Provided one realises that Nucleic acids have to be a product of life not its origin it is not difficult to imagine how life may have originated.

Given the formation of protocells in a rich medium with a source of energy, such as is provided in a submarine geothermal spring, there is a logical sequence starting with the sequestration of inorganic catalysts within the protocell by complexing with polypeptides, and leading to a high concentration of more or less random sequences of proteins and nucleic acids, which could lead to the origin of a primitive system for controlling amino acid sequences.

The origin of life would be the formation of entities with some form of membrane separating the outside from the inside world. Such protocells form in hot springs. They have osmotic properties and might therefore grow by intussusception and reproduce, usually by budding, sometimes by fission. They would have to be sessile or they would soon be washed away from their founding and sustaining environment Many propagules would be lost to the unfavourable colder distant environment but some would survive.

Among the molecules included, or entering through the membrane, there would be inorganic catalysts, which would promote growth of the protocell and the consequent production of propagules. Protocells containing such catalysts would be favoured by selection. Simple organic catalysts would, however, readily be washed out of the protocell and lost, but the catalysts would necessarily promote the polymerisation of molecules washed into the protocell. Those polymers which remain attached to the inorganic catalyst would be effective in sequestering the catalysts within the protocell. Such polymers might further capture new inorganic catalysts washed into the cell from the outside environment, so that there would be a high concentration of catalysts within the parent protocells and in the propagules as well.

For this sequestering of catalysts within protocells almost any sort of molecule might do, so long as the complex retained catalytic activity, but perhaps the most effective sequestering would be by polypeptides. These would vary in sequence as well as size, as well as differing in their inorganic catalyst, and such differences might have slight effects on the activity and specificity of the catalysts. Some might increase the affinity of the catalysts for the growing regions of the boundary membrane, thus increasing growth rate, and propagation rate.

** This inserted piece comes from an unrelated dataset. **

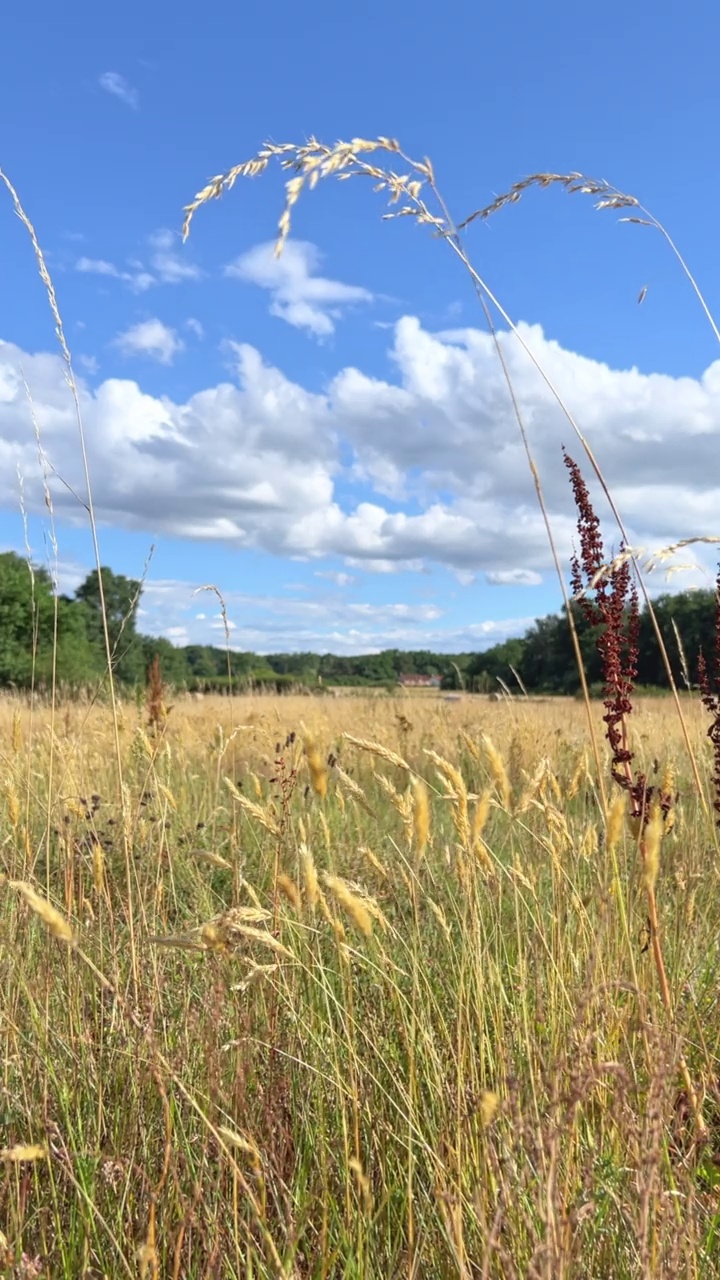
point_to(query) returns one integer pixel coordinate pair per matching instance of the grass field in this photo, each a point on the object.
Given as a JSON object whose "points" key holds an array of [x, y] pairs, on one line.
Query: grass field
{"points": [[341, 1009]]}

Others might be more effective at promoting polymerisation of the solute molecules entering the protocell, thus making possible increasingly effective sequestration of catalysts in increasing number and variety.

It should be stressed that at this stage that the catalysts have only two functions in the economy of the protocell, the primary function being promotion of growth of the membrane, the secondary function the making of catalysts that do this. However the catalysts must also break down some of the molecules entering the cell, thus adding to the energy provided by the geothermal environment

Thus far the evolution of enzymes only involves polymerisation of and catenation with molecules synthesised in more or less random sequences. No hereditary information or translation has been required. Further developments would require some control of amino acid sequence.

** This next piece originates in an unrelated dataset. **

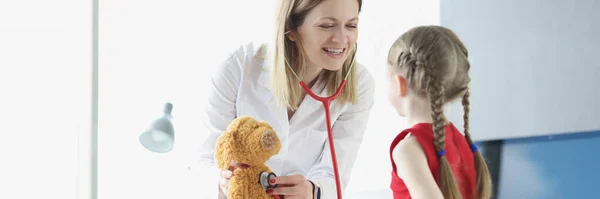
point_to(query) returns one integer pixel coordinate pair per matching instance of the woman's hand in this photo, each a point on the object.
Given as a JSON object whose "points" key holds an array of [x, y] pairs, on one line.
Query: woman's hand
{"points": [[292, 187], [226, 175]]}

As is generally recognised, this is where fundamental difficulties arise. In the DNA RNA protein system that we know today, mRNA seems to have no possible function without a variety of tRNAs, and vice versa, and DNA none without both, not to mention the role of ribosomes. Any selective explanation would have to assume a role for each component separately, which seems unlikely.

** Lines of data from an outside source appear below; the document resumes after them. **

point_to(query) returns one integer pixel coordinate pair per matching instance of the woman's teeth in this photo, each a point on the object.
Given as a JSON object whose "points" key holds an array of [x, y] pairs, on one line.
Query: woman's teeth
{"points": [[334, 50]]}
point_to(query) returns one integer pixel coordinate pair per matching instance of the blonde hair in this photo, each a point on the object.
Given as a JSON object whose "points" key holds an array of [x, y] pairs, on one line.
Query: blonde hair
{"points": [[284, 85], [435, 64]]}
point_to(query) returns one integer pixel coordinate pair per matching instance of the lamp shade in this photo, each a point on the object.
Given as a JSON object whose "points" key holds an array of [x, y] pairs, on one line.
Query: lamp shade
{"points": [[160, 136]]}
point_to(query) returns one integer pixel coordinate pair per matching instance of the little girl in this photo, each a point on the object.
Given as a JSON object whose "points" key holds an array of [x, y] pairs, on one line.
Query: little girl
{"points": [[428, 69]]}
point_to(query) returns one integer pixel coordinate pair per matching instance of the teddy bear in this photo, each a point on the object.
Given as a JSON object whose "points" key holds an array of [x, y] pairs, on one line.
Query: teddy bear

The alternative is to suppose that a diversity of nucleic acids evolved without significant contribution to the economy of the protocells in which they occurred. This seems a logical consequence of the low specificity of the protoenzymes, which must necessarily polymerise any polymerisable molecules entering from the rich external medium.

Some polymers would be broken down or escape through the membrane, but the more stable polymers would survive even if they made no contribution to growth. Some of them might even be transcribed, or even replicate and pass into the propagules.

Thus we may envisage protocells containing a variety of random sequence nucleic acids making no contribution to protocell growth. But, potentially, they might have the properties of primitive tRNAs, mRNAs or DNA.

It seems highly unlikely that any single protocell could in this way come to contain all the makings of a primitive replication -translation system. However the protocells and their propagules in any particular geothermal spring would not only multiply, but occasionally they would collide and fuse, or one would engulf another, thus bringing together separately evolved molecules. [This would be the origin of sex] In addition some of the nucleic acid polymers might not themselves be sequestered, and might therefore pass out of their native protocell and enter others. Likewise the polymers freed when any protocell burst might enter other protocells. In these ways some primitive translation mechanism might be brought together by accident.

The production of a primitive replication/translation system by these means may have had a very low a priori probability. But a low probability is all that is needed. Suppose that, in the initial abiotic environment, one protocell was formed per cubic metre of water per day (a figure that would have a very high variance, but all water must ultimately pass through geothermal springs), then in 1000 million years something like 1020 protocells would have been tried. This figure does not take into account the contribution of reproduction to the number of protocells tested. There seems therefore to be room for a certain amount of coincidence.

Once a replication translation system became available the way would be open to the rapid selection of enzymes of high specificity and activity. This increased activity would make it possible for the enzymes to function at lower temperatures, which, together with evolution of reactions capable of replacing the energy provided by the geothermal environment, would permit the survival of propagules that were washed away from the immediate vicinity of the geothermal spring. Then the whole marine environment would be available for rapid expansion and developing diversity.